Hypothèse (r)évolutionnaire II pouvoir et émancipation

samedi 25 juin 2022, par Hypothèse (r)évolutionnaire.

L’adhésion au système tire sa force irrésistible de ce qu’elle est de l’ordre du non dit, de l’impensé, de l’implicite.

Alain Accardo, De notre servitude involontaire


La révolution n’est pas désirable pour elle-même. Il n’y a qu’à voir les révolutions fascistes du XXe siècle. Ou encore la majorité des révolutions communistes, qui se sont soldées par des désastres humains. Non, si ce bouleversement profond de nos sociétés est nécessaire et enviable, ce n’est que dans la mesure où il serait accompagné de l’adjectif adéquate : l’émancipation. Autrement dit, une révolution qui abolirait le pouvoir exercé sur les individu.e.s et les peuples. Mais encore faut-il être au clair sur ce que l’on désigne par ces termes.

La notion de pouvoir recouvre de multiples réalités, en politique, en droit, en sociologie, dans les relations entre individu.e.s, qui peuvent difficilement être synthétisées en une seule approche. Selon les auteur.e.s, le pouvoir est définie comme étant la capacité de faire, ou à l’inverse la capacité de faire faire, ou les deux à la fois sans distinction. C’est pourquoi certaines personnes, tel que Murray Bookchin, divisent le pouvoir en pouvoir de et pouvoir sur. Pour notre part, nous désignons par pouvoir uniquement le pouvoir sur, la capacité qu’a une personne ou un groupe de personne de contraindre d’autres personnes à faire des choses qu’elles n’auraient pas faites d’elle-même. Au terme pouvoir de, nous préférons celui de puissance tel que déplié par Baruch Spinoza.

Ainsi selon notre distinction, le pouvoir est la capacité de contraindre. Mais celle-ci ne s’exprime pas de la même façon selon les cas. De manière schématique, soit le pouvoir est directement exercé par des personnes, soit il réside dans des institutions – par exemple le gouvernement, la police, la justice, l’entreprise – qui perpétuent dans le temps cette capacité de contrainte. Un monde où personne n’aurait de pouvoir sur quiconque est autant un combat permanent qu’une utopie irréalisable.
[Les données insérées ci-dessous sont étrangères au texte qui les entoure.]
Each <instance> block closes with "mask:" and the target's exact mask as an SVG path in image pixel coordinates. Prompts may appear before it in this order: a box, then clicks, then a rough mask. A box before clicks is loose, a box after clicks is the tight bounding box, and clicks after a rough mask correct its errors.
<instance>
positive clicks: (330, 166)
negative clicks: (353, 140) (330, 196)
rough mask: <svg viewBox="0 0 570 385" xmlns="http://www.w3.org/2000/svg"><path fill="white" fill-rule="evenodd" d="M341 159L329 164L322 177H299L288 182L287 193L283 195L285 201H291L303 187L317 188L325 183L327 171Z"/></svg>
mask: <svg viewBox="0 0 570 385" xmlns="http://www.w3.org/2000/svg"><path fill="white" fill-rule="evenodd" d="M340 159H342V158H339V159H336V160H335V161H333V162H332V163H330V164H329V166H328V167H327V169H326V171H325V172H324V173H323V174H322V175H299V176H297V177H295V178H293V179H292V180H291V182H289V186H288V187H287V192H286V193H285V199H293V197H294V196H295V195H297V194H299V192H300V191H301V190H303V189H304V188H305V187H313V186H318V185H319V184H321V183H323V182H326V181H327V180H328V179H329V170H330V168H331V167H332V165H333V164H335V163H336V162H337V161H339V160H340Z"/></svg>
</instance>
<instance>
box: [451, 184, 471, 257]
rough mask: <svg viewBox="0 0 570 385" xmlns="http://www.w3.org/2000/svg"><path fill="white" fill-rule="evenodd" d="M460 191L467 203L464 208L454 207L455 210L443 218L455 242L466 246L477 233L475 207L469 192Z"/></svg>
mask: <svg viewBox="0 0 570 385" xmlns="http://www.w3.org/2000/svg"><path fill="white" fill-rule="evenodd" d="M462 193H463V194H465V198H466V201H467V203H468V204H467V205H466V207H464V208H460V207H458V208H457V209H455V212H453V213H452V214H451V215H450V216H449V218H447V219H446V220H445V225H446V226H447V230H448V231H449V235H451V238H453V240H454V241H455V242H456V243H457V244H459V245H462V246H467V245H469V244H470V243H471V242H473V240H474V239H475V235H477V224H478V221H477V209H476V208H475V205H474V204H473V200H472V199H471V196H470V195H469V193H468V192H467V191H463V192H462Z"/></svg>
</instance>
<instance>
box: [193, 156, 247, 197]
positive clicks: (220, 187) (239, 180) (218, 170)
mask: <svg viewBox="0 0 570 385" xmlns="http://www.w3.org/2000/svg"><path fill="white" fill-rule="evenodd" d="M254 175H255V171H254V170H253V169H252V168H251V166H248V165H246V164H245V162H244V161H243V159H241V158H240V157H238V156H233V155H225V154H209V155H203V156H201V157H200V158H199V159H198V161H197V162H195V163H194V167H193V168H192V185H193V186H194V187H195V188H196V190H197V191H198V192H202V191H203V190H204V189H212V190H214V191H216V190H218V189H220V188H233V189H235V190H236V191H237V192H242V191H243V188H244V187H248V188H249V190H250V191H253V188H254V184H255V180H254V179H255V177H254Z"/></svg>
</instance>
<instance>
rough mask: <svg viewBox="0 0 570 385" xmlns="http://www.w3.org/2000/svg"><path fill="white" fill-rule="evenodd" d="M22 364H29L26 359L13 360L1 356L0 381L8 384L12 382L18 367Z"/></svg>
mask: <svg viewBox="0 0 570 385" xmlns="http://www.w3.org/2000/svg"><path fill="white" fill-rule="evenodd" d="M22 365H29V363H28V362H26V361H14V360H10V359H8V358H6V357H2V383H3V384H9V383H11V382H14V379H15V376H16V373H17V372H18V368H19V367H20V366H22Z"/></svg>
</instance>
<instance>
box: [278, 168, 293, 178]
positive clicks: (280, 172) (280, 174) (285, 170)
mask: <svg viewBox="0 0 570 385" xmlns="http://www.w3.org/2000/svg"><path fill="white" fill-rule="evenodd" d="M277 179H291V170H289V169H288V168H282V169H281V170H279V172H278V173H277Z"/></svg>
Par contre, une société avec un minimum de structures de pouvoir est parfaitement envisageable. De telles sociétés – dites autochtones - ont existées sur l’ensemble du globe avant, à côté, au sein des États. Mais existent également aujourd’hui dans la construction du confédéralisme démocratique kurde du nord de la Syrie, et plus enraciné encore dans les communautés autonomes zapatistes du Mexique.

L’émancipation est, quant à elle, le passage d’une situation dominée par la contrainte à une situation libérée de celle-ci. Autrement dit, le remplacement du pouvoir par la puissance. Une révolution émancipatrice a donc pour vocation d’abolir les structures de pouvoir, les dispositifs qui permettent à une minorité de personnes d’exercer la contrainte sur la majorité, pour inventer d’autres manières de faire société. Tout cela reste pour l’instant bien abstrait. Nous nous efforcerons dans les prochains articles de rendre palpable ces structures de pouvoir, leurs logiques et leurs conséquences. En commençant par l’État, une notion souvent abordée de manière confuse et caricaturale. C’est par la connaissance de ce à quoi l’on s’oppose, que peuvent se dessiner les contours d’un horizon désirable, la perspective d’une révolution émancipatrice.

P.-S.

Le bonheur individuel se doit de produire des retombées collectives, faute de quoi la société n’est qu’un rêve de prédateur.